Comment by josephg

2 days ago

Yeah I hear you with all of this.

Its weird, working with LLMs. There are some things the LLMs are extremely good at doing autonomously. Like, reverse engineering, or reading documentation (and using that knowledge in other areas). There are things that they can do - but you need to explicitly prompt. Like, I've found Opus is quite good at optimising code. I've had a lot of success by asking it to write benchmarks (and do profiling), and use that data to improve the performance of some piece of code. Thats often enough to get quite large performance improvements. You can get even further by showing it similar code others have written which is well optimised. It's very good at copying optimisation ideas from one project to another.

But then there are very simple things it really struggles to do. Some kinds of correctness testing. Invariants. System design.

Is it bad at that stuff, or do I just need to figure out how to prompt the LLM? To return to the topic of this thread, I think we're seeing a lot of different opinions on LLM generated code for 3 reasons:

1. Some people aren't looking at claude's output at all. Some people are looking at the code and it looks fine to them. And some people (with more experience writing software) are looking at the code and judging it poorly.

2. We all prompt our LLMs very differently! It turns out that you get really different results based on how you prompt the machine. We're all figuring this out together. Some people have better instincts than others.

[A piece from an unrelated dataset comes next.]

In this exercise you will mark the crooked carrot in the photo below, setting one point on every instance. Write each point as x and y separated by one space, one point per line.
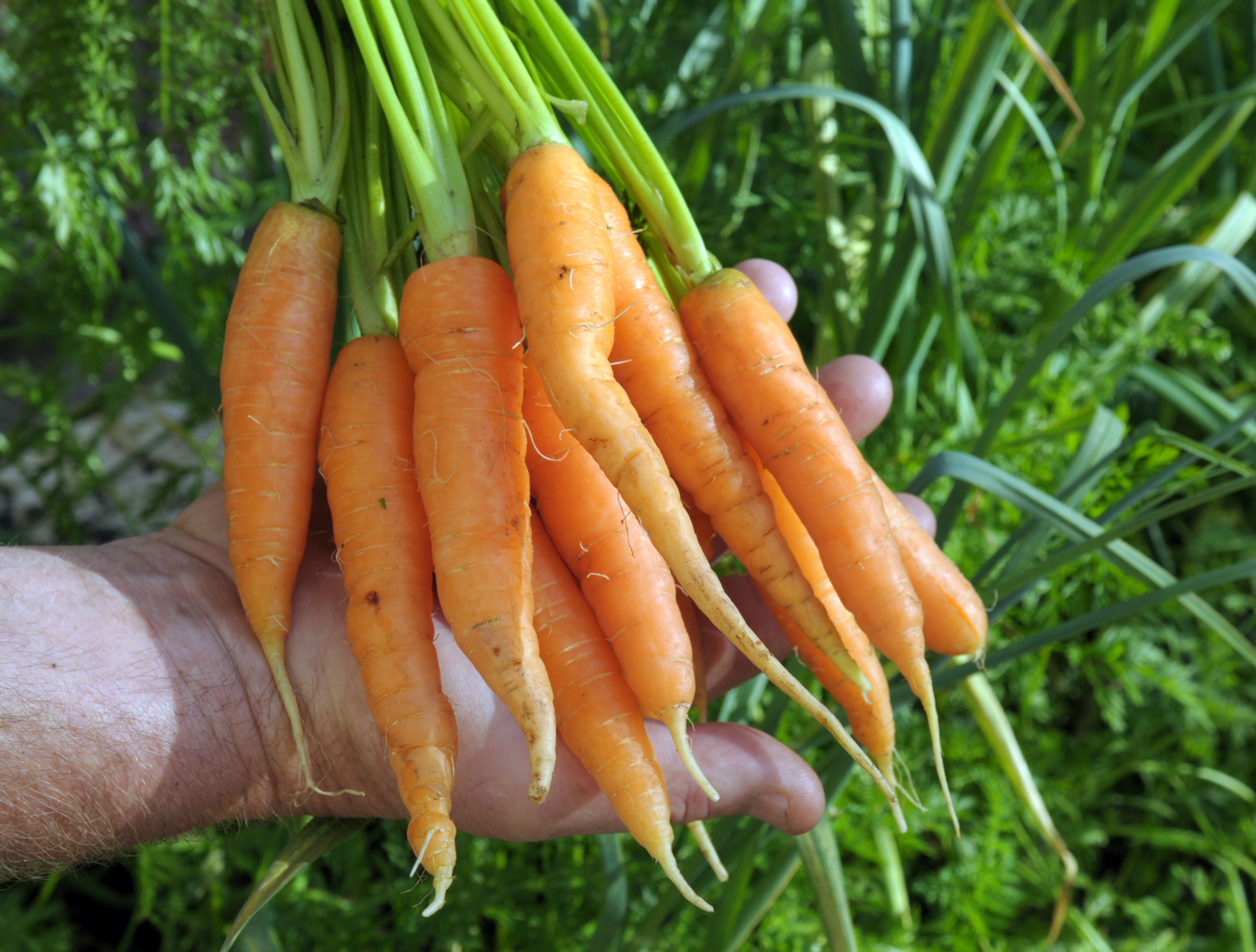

3. We're working on different projects. Claude is comparatively much better at end-user facing software. Its great at making a standalone website. Its much less good at finding and fixing obscure bugs in large, established pieces of software. If you work in consulting, LLMs can already do a lot of your job. If you work on Chrome or Unreal or the windows kernel, maybe not so much.

> Is it bad at that stuff, or do I just need to figure out how to prompt the LLM? To return to the topic of this thread, I think we're seeing a lot of different opinions on LLM generated code for 3 reasons:

I think there's definitely a bit of both. Some things are easier to prompt "adequately." Some domains or types of requests are tougher.

The billion dollar question (well, trillion dollar, looking at the valuations of OpenAI and Anthropic) is will that change enough to actually replace the highly-paid people who currently are needed to make sure shit doesn't go sideways? They're betting that they can solve the "turn a bad prompt into a good-enough series of prompts" problem generically for everyone.

And where exactly that lands could have a lot of knock-on effects. The easy targets are things like SaaS that is only valuable because of economies of scale but the problems are "simple" if you don't have that scale.

But even there, there's a lot of echoes of the past, where things like ad-hoc Access apps or spreadsheets powered (or still power!) a bunch of business processes in lieu of SaaS products. How much appetite is there long-term for large businesses to really go back to owning all that in-house?

Also a fun irony in that the trillion-dollar-valuation world is basically "the biggest SaaS of them all" and those companies have a huge target on them and at that point practically everyone else in the world would be gunning for them. If they do find that "good enough" point, they also have to hope that nobody can replicate it for less anytime soon... (but they'll also have given those folks aiming at doing just that a great tool for helping build those systems).